There are two ways of getting a passport in India- Tatkal application and general application. In Tatkal, police verification report is required later to make the passport valid while in general application, the local police station sends its verification report to the Superintendent of Police (SP) office.

Much later, according to the process in Assam, the Deputy Superintendent of Police (DSP) of the border branch sends the ‘clear verification report’ to the concerned Passport issuing office after verifying the individual’s documents in person.

As visible from the plight of Sakina Khatun and Vicky Sarkar, obtaining a passport has become an even more arduous task after the publication of NRC.

Not far from the village in the same district is 35-year-old Samiran (name changed) who had run from pillar to post before giving up her hope of obtaining a passport. She had applied for a passport in July last year and had gone for the police verification by producing her documents.

She had been told that Police verification had been initiated and a request was sent to SP Office, Darrang and that the passport would be dispatched after a ‘Clear’ Police Verification Report was received.

Samiran’s passport application status now reads, “The applicant would receive an email/SMS once the passport is dispatched.”

In general, a passport is delivered within 30 days in India but Samiran lost all hopes when the authorities asked whether her name was included in the NRC. Her name is one of the lakhs of names excluded from the final list.

On withholding the verification reports, a senior police official who did not wish to be named said, “Those people who are not included in the NRC are doubtful citizens. We cannot issue a verification report for them. As of now, we mark their applications as ‘rejected’.”
The official further said that this was a temporary measure and once the government issues any notification (regarding police verification reports), they will act accordingly.

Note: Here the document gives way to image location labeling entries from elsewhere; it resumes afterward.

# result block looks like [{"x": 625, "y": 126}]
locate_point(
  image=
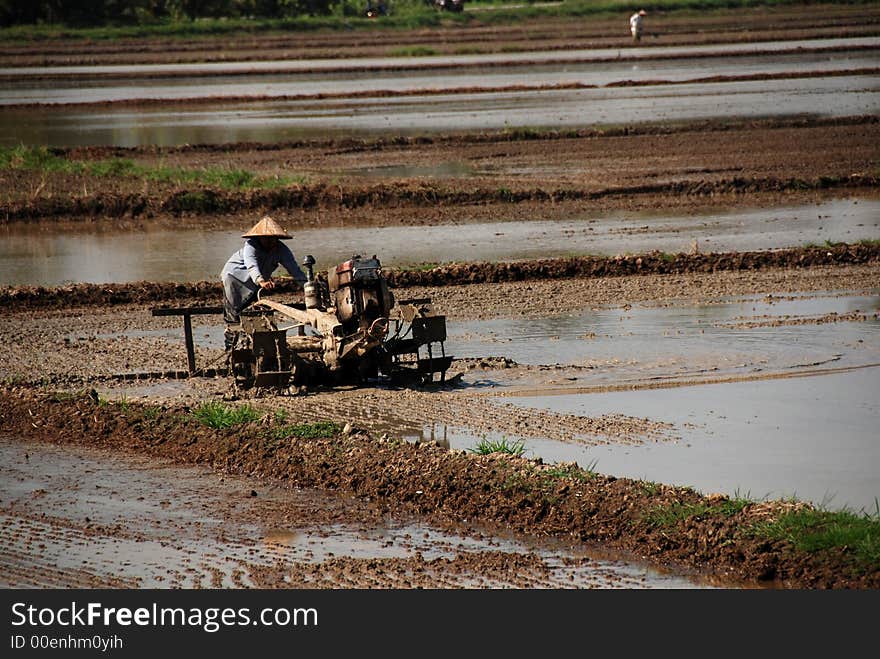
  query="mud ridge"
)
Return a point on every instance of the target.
[
  {"x": 518, "y": 494},
  {"x": 16, "y": 298},
  {"x": 209, "y": 201}
]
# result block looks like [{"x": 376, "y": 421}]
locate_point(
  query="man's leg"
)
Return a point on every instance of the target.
[{"x": 236, "y": 296}]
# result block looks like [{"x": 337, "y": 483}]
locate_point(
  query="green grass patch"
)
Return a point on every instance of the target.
[
  {"x": 152, "y": 412},
  {"x": 573, "y": 471},
  {"x": 818, "y": 530},
  {"x": 217, "y": 415},
  {"x": 486, "y": 447},
  {"x": 316, "y": 430},
  {"x": 676, "y": 512},
  {"x": 43, "y": 159}
]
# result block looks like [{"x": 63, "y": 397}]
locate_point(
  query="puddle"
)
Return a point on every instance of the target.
[
  {"x": 795, "y": 413},
  {"x": 288, "y": 120},
  {"x": 618, "y": 346},
  {"x": 814, "y": 438},
  {"x": 40, "y": 255},
  {"x": 69, "y": 87},
  {"x": 83, "y": 518}
]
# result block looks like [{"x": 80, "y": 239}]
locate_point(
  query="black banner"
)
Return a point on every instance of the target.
[{"x": 139, "y": 622}]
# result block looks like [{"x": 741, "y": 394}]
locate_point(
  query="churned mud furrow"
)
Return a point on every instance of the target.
[{"x": 24, "y": 565}]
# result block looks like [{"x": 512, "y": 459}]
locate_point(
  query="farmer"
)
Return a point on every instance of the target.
[
  {"x": 250, "y": 269},
  {"x": 635, "y": 24}
]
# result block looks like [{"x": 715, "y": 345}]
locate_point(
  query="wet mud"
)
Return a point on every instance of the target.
[{"x": 449, "y": 486}]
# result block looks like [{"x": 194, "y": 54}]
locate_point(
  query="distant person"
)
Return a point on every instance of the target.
[
  {"x": 250, "y": 269},
  {"x": 635, "y": 24}
]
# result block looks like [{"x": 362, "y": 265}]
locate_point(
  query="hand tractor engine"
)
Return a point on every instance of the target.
[{"x": 349, "y": 329}]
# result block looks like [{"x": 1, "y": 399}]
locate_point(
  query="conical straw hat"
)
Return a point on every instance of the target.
[{"x": 266, "y": 227}]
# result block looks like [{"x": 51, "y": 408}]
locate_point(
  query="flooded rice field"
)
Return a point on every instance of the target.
[
  {"x": 379, "y": 64},
  {"x": 285, "y": 120},
  {"x": 22, "y": 88},
  {"x": 39, "y": 254},
  {"x": 744, "y": 395},
  {"x": 759, "y": 397},
  {"x": 298, "y": 99},
  {"x": 755, "y": 380}
]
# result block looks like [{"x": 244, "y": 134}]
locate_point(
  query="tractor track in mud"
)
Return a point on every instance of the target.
[{"x": 450, "y": 486}]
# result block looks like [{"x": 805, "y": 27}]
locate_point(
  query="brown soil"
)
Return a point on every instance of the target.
[
  {"x": 449, "y": 486},
  {"x": 68, "y": 336}
]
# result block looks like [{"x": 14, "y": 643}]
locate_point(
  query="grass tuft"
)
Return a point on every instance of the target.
[
  {"x": 819, "y": 530},
  {"x": 217, "y": 415},
  {"x": 316, "y": 430},
  {"x": 487, "y": 447},
  {"x": 670, "y": 515}
]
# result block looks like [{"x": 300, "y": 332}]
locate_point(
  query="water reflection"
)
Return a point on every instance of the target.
[
  {"x": 285, "y": 120},
  {"x": 41, "y": 255}
]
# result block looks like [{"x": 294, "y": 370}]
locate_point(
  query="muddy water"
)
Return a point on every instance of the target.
[
  {"x": 22, "y": 90},
  {"x": 269, "y": 121},
  {"x": 776, "y": 410},
  {"x": 73, "y": 517},
  {"x": 40, "y": 255},
  {"x": 814, "y": 438},
  {"x": 397, "y": 63}
]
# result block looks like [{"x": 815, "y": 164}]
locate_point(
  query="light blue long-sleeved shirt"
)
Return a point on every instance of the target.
[{"x": 255, "y": 263}]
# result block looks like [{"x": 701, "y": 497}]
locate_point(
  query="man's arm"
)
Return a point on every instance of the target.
[{"x": 290, "y": 264}]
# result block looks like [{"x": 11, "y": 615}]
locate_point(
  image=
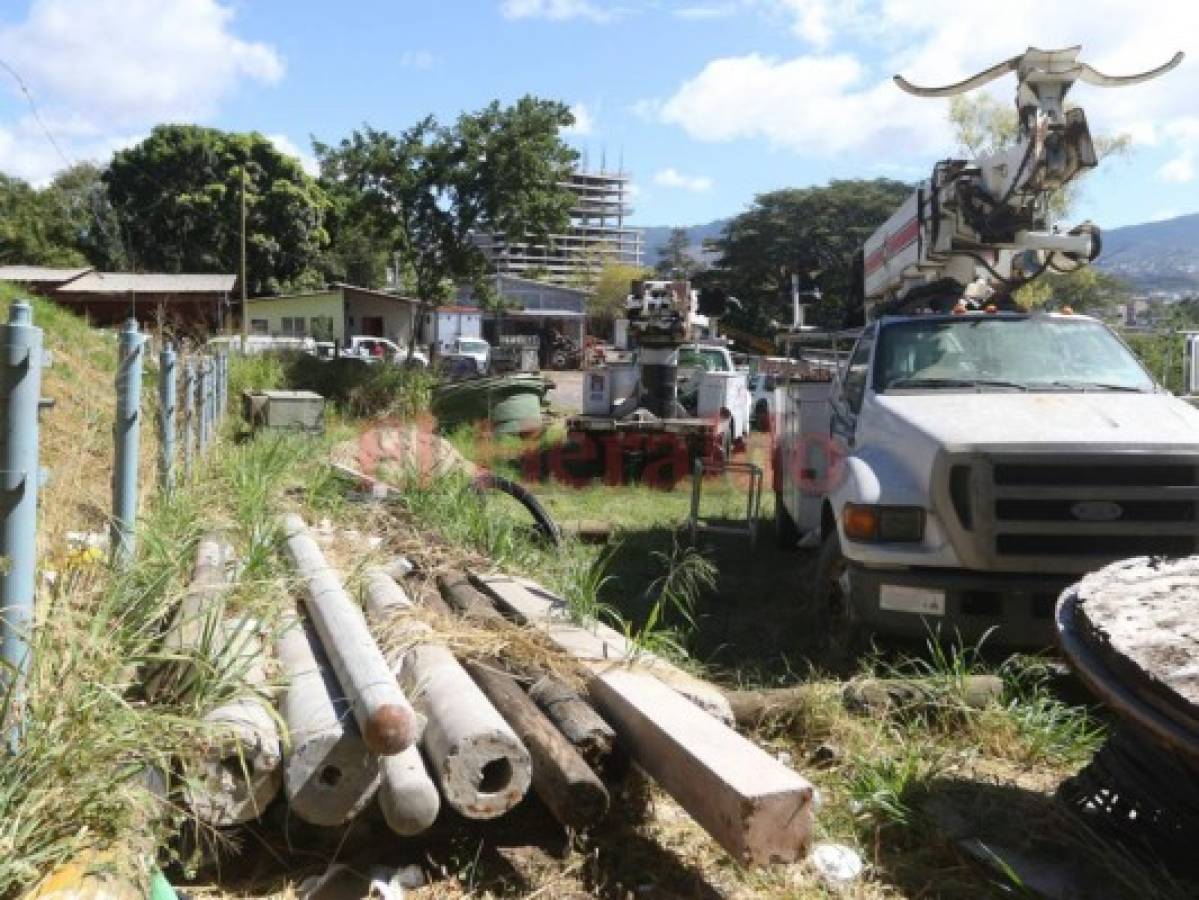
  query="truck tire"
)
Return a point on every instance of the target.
[
  {"x": 831, "y": 603},
  {"x": 787, "y": 533},
  {"x": 727, "y": 442},
  {"x": 761, "y": 416}
]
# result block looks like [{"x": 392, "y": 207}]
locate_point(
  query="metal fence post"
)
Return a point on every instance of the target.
[
  {"x": 221, "y": 364},
  {"x": 188, "y": 414},
  {"x": 202, "y": 410},
  {"x": 167, "y": 417},
  {"x": 19, "y": 476},
  {"x": 127, "y": 439},
  {"x": 210, "y": 381}
]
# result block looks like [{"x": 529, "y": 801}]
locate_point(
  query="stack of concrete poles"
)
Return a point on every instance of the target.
[
  {"x": 416, "y": 729},
  {"x": 482, "y": 767},
  {"x": 238, "y": 771},
  {"x": 383, "y": 712},
  {"x": 329, "y": 773}
]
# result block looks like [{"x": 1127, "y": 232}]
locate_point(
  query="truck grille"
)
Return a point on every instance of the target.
[{"x": 1036, "y": 513}]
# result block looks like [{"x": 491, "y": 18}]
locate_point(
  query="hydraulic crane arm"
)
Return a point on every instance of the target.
[{"x": 986, "y": 222}]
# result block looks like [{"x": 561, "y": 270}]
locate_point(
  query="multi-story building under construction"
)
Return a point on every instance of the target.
[{"x": 596, "y": 236}]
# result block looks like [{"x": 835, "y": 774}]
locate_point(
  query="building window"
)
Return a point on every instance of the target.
[
  {"x": 321, "y": 327},
  {"x": 293, "y": 326}
]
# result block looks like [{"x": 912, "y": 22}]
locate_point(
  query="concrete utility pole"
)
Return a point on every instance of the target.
[
  {"x": 245, "y": 314},
  {"x": 20, "y": 382}
]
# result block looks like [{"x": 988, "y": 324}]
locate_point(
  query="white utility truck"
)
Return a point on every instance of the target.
[
  {"x": 681, "y": 386},
  {"x": 969, "y": 459}
]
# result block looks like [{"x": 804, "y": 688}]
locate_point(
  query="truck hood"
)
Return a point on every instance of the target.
[{"x": 962, "y": 421}]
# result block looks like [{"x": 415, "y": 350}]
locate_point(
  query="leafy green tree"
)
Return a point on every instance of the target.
[
  {"x": 983, "y": 125},
  {"x": 1084, "y": 290},
  {"x": 178, "y": 193},
  {"x": 89, "y": 223},
  {"x": 674, "y": 260},
  {"x": 31, "y": 230},
  {"x": 607, "y": 302},
  {"x": 812, "y": 231},
  {"x": 427, "y": 192}
]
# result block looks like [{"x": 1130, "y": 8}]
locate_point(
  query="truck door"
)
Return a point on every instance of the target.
[{"x": 847, "y": 402}]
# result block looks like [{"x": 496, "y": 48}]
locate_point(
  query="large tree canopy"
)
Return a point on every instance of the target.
[
  {"x": 66, "y": 223},
  {"x": 176, "y": 195},
  {"x": 425, "y": 193},
  {"x": 809, "y": 231}
]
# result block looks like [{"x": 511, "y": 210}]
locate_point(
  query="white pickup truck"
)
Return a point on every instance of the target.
[
  {"x": 372, "y": 349},
  {"x": 959, "y": 471}
]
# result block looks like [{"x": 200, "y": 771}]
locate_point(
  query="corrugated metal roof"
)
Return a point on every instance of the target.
[
  {"x": 40, "y": 273},
  {"x": 544, "y": 314},
  {"x": 150, "y": 283}
]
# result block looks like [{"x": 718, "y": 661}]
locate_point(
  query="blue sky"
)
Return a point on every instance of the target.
[{"x": 706, "y": 101}]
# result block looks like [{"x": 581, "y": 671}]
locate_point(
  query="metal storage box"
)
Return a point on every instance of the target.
[{"x": 284, "y": 410}]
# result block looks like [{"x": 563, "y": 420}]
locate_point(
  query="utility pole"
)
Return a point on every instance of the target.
[{"x": 245, "y": 312}]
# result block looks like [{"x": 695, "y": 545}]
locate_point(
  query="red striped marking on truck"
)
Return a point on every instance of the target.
[{"x": 893, "y": 243}]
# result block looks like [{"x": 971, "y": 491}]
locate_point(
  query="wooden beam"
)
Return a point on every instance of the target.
[
  {"x": 758, "y": 809},
  {"x": 597, "y": 642},
  {"x": 755, "y": 808}
]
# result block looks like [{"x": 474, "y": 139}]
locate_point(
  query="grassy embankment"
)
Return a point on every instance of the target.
[{"x": 890, "y": 784}]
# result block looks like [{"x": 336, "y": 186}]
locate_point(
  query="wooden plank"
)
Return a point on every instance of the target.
[
  {"x": 597, "y": 642},
  {"x": 754, "y": 807}
]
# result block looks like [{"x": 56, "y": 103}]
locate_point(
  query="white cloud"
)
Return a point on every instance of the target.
[
  {"x": 697, "y": 13},
  {"x": 285, "y": 145},
  {"x": 584, "y": 121},
  {"x": 1179, "y": 170},
  {"x": 1162, "y": 215},
  {"x": 559, "y": 10},
  {"x": 835, "y": 95},
  {"x": 102, "y": 70},
  {"x": 417, "y": 59},
  {"x": 820, "y": 106},
  {"x": 675, "y": 179},
  {"x": 136, "y": 59}
]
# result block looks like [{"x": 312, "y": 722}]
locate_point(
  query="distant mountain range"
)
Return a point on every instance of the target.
[
  {"x": 656, "y": 239},
  {"x": 1151, "y": 257},
  {"x": 1155, "y": 255}
]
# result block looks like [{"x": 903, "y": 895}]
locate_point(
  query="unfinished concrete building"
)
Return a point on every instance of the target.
[{"x": 596, "y": 236}]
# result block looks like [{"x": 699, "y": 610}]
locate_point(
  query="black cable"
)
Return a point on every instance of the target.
[{"x": 546, "y": 525}]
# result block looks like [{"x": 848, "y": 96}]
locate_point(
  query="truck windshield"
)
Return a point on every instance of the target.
[
  {"x": 1005, "y": 352},
  {"x": 698, "y": 357}
]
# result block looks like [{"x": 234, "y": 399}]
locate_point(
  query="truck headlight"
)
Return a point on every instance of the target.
[{"x": 883, "y": 524}]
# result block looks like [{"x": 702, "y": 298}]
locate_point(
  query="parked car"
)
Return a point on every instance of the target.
[
  {"x": 264, "y": 344},
  {"x": 372, "y": 349},
  {"x": 457, "y": 367},
  {"x": 476, "y": 349}
]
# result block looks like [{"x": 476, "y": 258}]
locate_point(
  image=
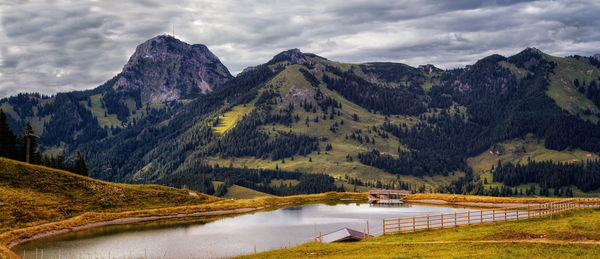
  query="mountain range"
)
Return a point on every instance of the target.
[{"x": 175, "y": 110}]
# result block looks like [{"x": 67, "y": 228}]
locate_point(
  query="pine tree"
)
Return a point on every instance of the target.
[
  {"x": 8, "y": 139},
  {"x": 34, "y": 155},
  {"x": 80, "y": 166}
]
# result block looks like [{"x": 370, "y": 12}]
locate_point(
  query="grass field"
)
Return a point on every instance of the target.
[
  {"x": 562, "y": 89},
  {"x": 518, "y": 150},
  {"x": 228, "y": 120},
  {"x": 293, "y": 88},
  {"x": 36, "y": 199},
  {"x": 240, "y": 192},
  {"x": 110, "y": 120},
  {"x": 31, "y": 195},
  {"x": 571, "y": 234}
]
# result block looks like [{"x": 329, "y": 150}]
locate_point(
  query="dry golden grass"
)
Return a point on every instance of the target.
[
  {"x": 474, "y": 198},
  {"x": 36, "y": 199}
]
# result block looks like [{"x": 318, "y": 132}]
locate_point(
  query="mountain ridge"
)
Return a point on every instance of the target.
[{"x": 366, "y": 121}]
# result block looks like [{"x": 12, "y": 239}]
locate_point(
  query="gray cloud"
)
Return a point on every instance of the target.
[{"x": 52, "y": 46}]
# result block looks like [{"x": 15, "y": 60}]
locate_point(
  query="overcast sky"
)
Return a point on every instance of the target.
[{"x": 52, "y": 46}]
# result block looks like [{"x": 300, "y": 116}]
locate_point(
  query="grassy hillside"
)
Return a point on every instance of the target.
[
  {"x": 31, "y": 195},
  {"x": 562, "y": 88},
  {"x": 571, "y": 234},
  {"x": 518, "y": 151},
  {"x": 293, "y": 88},
  {"x": 241, "y": 192}
]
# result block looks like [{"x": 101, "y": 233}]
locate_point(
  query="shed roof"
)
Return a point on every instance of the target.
[{"x": 344, "y": 234}]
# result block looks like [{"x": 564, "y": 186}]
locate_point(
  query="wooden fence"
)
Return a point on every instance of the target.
[{"x": 410, "y": 224}]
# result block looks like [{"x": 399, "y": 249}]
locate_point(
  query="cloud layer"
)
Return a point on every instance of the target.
[{"x": 54, "y": 46}]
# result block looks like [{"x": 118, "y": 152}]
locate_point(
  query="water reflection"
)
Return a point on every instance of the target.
[{"x": 240, "y": 235}]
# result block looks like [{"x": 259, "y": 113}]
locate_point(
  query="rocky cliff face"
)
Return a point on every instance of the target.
[{"x": 165, "y": 69}]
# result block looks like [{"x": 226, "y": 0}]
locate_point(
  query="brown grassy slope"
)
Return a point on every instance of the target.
[{"x": 32, "y": 195}]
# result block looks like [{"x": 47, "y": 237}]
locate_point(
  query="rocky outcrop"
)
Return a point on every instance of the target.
[
  {"x": 165, "y": 69},
  {"x": 429, "y": 69}
]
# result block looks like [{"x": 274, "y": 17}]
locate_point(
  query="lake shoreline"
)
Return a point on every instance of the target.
[
  {"x": 262, "y": 204},
  {"x": 129, "y": 220},
  {"x": 468, "y": 204},
  {"x": 281, "y": 202}
]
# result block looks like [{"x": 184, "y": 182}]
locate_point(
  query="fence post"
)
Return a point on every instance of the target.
[
  {"x": 469, "y": 218},
  {"x": 455, "y": 219},
  {"x": 481, "y": 216}
]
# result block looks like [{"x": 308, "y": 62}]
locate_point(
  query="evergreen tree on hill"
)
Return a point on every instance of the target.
[
  {"x": 8, "y": 139},
  {"x": 80, "y": 166}
]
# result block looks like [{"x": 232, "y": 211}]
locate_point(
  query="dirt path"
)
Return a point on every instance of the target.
[
  {"x": 541, "y": 241},
  {"x": 468, "y": 204},
  {"x": 129, "y": 220}
]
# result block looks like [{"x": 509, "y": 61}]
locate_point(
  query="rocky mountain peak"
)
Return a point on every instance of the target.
[
  {"x": 294, "y": 56},
  {"x": 164, "y": 69},
  {"x": 429, "y": 68}
]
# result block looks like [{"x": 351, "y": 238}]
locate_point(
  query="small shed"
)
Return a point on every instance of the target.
[{"x": 343, "y": 235}]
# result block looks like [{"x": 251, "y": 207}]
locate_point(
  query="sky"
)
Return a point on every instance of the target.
[{"x": 51, "y": 46}]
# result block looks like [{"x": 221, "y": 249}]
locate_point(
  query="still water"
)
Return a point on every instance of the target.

However, this ‘rejection’ of police verification is completely contrasting to the Ministry of External Affairs (MEA) of the Indian government as the state police remain at a variance with the central government’s stand.  At present, many people who wished to perform Hajj or Umrah are not even applying for passport as they already have learnt that police is not clearing verification reports of those people who are not included in the NRC.

Following the chaos and confusion about the fate of those excluded from the final draft of NRC, the MEA had issued a statement which said, “Exclusion from the NRC has no implication on the rights of an individual resident in Assam. For those who are not in the final list will not be detained and will continue to enjoy all the rights as before till they have exhausted all remedies available under the law.” The statement also claims that non inclusion in the list does not make the excluded person “stateless” or a “foreigner”, within the legal meaning of the term nor would they be deprived of rights or entitlements of a citizen.
The MEA’s assurance and statement seem to have little implication on the ground as without any official order prohibiting ‘clear police verification report for passport’, the state police cannot simply keep ‘rejecting’ the applications.

“Denying passport to excluded people (in the NRC) exposes brazen hypocrisy of this government,”  Guwahati based human rights lawyer Aman Wadud said.

He feels that the current government is using NRC to harass its own citizens and stronglycondemned the government and state police’s actions on people who could not make it to the NRC calling a “gross violation of Fundamental Rights.”